Dimanche Ouest France (Côtes-d'Armor)
Recette d’un succès de la littérature jeunesse
Entretien
Laurence Boudart, directrice des Archives et Musée de la littérature de Bruxelles ( Belgique) et autrice de Martine, une aventurière du quotidien (2021).
Qu’est-ce qui plaît dans le personnage de Martine ? C’est une enfant sage, mesurée, dynamique, enthousiaste et bien élevée. Son quotidien est plein de découvertes. Elle jouit d’une très grande liberté. On a envie de vivre comme elle, de lui ressembler, du moins les petites filles. Parce qu’elle véhicule un certain nombre de valeurs : la solidarité, la bienveillance, la tolérance, la curiosité, mais aussi les valeurs transversales de la famille, qui est très présente, sans être écrasante. Et parce qu’elle vit plein d’aventures au coin de la rue.
Elle évolue dans un monde qui pourrait être le nôtre.
Oui, un monde ordinaire, loin des contes de fées ou de princesses. C’est un univers rassurant, bienveillant et pacifique. Il y a très peu de conflits. Une espèce de petite bulle de bien- être au milieu des difficultés du quotidien, des petits ou grands soucis des enfants. Même si ce monde est trop sage pour être réel, les dessins sont hyperréalistes (objets reconnaissables, histoires vraisemblables). Marcel Marlier recommençait des dizaines de fois ses croquis, il était extrêmement attentif au moindre détail.
Comment expliquer que, soixanteneuf ans après, on puisse encore s’identifier à cette petite fille ? Dans le texte, l’âge de Martine n’est jamais cité. C’est une caractéristique de la série, il y a une sorte de brouillage des référents. On ne sait pas non plus précisément où elle habite. Est- ce en pleine campagne, dans un village, une ville, en France, en Belgique ? Certains albums contiennent des références topographiques claires, mais elles sont très rares.

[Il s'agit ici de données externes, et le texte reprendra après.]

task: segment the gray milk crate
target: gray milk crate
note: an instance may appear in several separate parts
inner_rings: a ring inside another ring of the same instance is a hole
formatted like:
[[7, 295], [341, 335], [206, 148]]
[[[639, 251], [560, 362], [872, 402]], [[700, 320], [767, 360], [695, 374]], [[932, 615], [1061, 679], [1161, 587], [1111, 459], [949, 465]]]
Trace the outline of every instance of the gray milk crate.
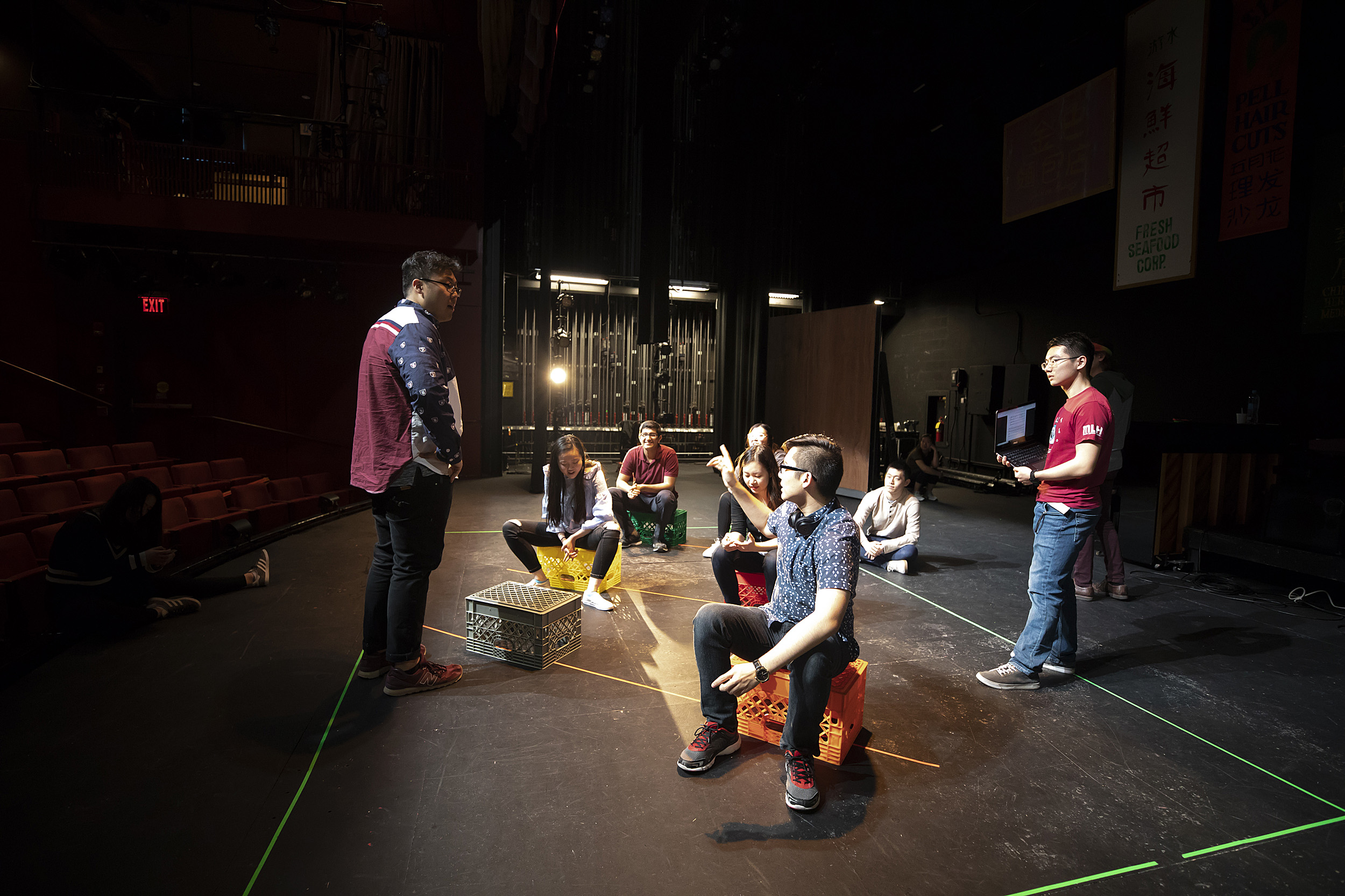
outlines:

Même chose concernant son origine sociale. On ne sait pas vraiment de quel milieu elle vient ni quelle est la profession de ses parents, même si on devine qu’elle appartient plutôt à la classe moyenne aisée ou à la petite bourgeoisie (car elle prend l’avion, le bateau transatlantique, etc.) . Tous ces éléments rendent l’identification plus facile et lui ont fait traverser les époques. D’autant que son style, notamment vestimentaire, a évolué au fil du temps, ce qui a permis de ne pas la ringardiser.